The claims alleged that the Defendant Companies had abused their monopoly positions for providing water and sewage services to household customers in their geographic area by underreporting the number of pollution incidents to their regulator, the Water Services Regulation Authority (Ofwat). The claims alleged that this enabled the Defendant Companies to charge higher prices to customers than they would have been able to charge had they made accurate reports. The claims for aggregate damages comprised the difference between the amounts that consumers paid and the lower amounts that the Defendant Companies would have charged had they made accurate reports.
The Tribunal's decision
The Tribunal refused to certify Professor Roberts' claims on the basis that they were excluded by section 18(8) of the Water Industry Act 1991 (WIA), which effectively provides an exclusive remedy in respect of contraventions of certain statutory obligations under the WIA. It was common ground that the underreporting of pollution incidents was one such obligation, so the key question for the Tribunal was whether section 18(8) excluded the common law remedy for an abuse of dominance claim.
In concluding that the claims were excluded, the Tribunal relied on the Supreme Court decision in United Utilities Water Ltd v Manchester Ship Canal Co Ltd (No 2) [2024] UKSC 22 (United Utilities). In that case, the Supreme Court held that section 18(8) does not preclude common law remedies unless the contravention of the statutory requirement is an "essential ingredient" of the cause of action.
Applying this test, the Tribunal found that the contravention of the statutory requirement to report the number of pollution incidents to Ofwat was an "essential ingredient" of the claims. While the Tribunal held that the misleading of a public authority by a dominant undertaking could constitute an abuse of dominance, which is not per se excluded, for the cause of action to be made out, the alleged abusive conduct must cause damage to the claimants. Because the losses claimed arose from the fact that the utilities could charge higher prices under the statutory price control regime because of the underreporting, the statutory contravention was an essential ingredient of the claims.
By contrast, in United Utilities, the Supreme Court found that the losses claimed arose from damage caused by the polluting activity itself and therefore the claim in negligence was not excluded by section 18(8) of the WIA. Similarly, the Tribunal indicated that, had the abusive claims been for losses due to excessive or unfair pricing, they may not have been excluded by section 18(8).
Potential significance of the appeal
Professor Roberts sought permission to appeal to the Tribunal on the following grounds: (i) the Tribunal had misconstrued the claims, which were based on abuse of dominance leading to unfair pricing, not contravention of the WIA price control regime; (ii) the Tribunal had misinterpreted section 18(8) of the WIA in light of the Supreme Court judgment in United Utilities; and (iii) the Tribunal erred in observing that Ofwat's administrative process was better suited to determining the level of underreporting of pollution incidents and any reimbursements due to consumers.
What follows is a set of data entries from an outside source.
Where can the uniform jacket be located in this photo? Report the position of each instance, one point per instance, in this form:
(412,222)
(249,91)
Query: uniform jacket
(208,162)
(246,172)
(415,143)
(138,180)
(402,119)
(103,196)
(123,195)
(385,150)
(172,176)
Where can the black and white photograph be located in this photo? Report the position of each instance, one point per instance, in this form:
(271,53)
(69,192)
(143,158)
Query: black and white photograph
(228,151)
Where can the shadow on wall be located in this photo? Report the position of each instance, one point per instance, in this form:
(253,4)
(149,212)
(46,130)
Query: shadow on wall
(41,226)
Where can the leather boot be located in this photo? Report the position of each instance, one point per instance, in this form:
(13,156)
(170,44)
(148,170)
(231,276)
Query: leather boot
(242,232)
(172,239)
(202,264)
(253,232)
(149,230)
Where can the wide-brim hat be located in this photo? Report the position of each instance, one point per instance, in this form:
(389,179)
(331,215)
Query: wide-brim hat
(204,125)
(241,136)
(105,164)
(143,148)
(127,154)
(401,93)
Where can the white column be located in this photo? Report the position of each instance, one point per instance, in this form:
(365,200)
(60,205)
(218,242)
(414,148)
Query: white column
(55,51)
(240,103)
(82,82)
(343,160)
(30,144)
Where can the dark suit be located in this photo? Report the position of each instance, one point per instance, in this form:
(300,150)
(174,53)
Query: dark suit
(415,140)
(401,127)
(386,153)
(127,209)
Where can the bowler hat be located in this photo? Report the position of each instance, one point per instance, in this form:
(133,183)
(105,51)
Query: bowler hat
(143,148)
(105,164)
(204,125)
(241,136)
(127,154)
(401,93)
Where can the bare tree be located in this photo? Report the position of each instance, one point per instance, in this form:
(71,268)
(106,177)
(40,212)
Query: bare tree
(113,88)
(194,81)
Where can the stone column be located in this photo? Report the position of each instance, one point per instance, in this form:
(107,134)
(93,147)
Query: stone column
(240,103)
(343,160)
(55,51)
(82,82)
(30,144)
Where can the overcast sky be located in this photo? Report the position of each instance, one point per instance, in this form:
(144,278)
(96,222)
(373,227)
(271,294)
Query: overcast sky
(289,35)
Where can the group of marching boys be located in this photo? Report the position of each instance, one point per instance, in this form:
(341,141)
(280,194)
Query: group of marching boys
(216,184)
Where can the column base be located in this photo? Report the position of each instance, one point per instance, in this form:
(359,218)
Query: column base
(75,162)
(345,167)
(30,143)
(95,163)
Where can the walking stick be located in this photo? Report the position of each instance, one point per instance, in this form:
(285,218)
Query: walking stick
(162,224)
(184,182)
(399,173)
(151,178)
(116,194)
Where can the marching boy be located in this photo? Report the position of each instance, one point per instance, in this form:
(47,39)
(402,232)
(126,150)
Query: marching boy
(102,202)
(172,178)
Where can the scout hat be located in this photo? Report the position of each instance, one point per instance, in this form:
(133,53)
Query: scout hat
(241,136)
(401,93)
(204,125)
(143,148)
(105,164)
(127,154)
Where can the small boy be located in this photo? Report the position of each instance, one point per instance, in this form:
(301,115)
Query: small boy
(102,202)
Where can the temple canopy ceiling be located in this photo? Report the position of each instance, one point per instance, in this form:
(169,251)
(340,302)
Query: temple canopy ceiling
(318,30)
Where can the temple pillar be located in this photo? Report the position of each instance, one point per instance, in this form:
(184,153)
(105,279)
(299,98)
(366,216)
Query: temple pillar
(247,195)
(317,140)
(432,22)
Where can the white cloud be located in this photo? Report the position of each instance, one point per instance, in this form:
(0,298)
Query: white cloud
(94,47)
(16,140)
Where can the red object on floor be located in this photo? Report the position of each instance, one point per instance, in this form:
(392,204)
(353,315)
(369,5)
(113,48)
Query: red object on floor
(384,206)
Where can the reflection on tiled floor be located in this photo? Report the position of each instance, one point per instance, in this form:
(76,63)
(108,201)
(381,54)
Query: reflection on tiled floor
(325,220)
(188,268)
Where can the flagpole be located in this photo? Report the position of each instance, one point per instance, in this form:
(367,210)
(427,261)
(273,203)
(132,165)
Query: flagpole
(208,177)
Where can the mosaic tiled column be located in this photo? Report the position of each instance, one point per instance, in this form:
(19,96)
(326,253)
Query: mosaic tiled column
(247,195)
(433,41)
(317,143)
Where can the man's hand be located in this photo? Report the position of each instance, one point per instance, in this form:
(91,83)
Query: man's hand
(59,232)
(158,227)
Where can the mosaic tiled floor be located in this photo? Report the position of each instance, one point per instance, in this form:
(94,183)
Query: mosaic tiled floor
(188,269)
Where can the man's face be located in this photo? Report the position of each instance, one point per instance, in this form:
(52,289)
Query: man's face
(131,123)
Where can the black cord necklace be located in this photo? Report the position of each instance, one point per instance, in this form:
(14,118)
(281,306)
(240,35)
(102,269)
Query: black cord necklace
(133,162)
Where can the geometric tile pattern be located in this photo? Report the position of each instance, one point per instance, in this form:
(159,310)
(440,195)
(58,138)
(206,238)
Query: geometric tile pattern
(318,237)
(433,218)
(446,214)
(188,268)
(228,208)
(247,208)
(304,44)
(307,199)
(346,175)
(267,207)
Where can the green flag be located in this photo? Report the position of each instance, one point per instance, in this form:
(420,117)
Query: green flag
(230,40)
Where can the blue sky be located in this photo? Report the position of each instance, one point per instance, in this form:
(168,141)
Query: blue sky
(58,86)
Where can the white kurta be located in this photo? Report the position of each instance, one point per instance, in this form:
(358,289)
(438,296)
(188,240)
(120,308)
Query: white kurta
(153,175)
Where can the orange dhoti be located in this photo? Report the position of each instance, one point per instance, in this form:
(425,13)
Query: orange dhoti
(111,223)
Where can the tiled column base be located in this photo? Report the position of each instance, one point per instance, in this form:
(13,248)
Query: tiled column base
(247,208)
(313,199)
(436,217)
The Tribunal refused permission to appeal, but the Court of Appeal subsequently agreed to hear the appeal. If Professor Roberts' appeal is successful and the Court of Appeal finds that the claims are not excluded by section 18(8) of the WIA, this will have significant implications not only for the water services industry, but also for other regulated entities subject to similar regulatory regimes with reporting obligations relating to price.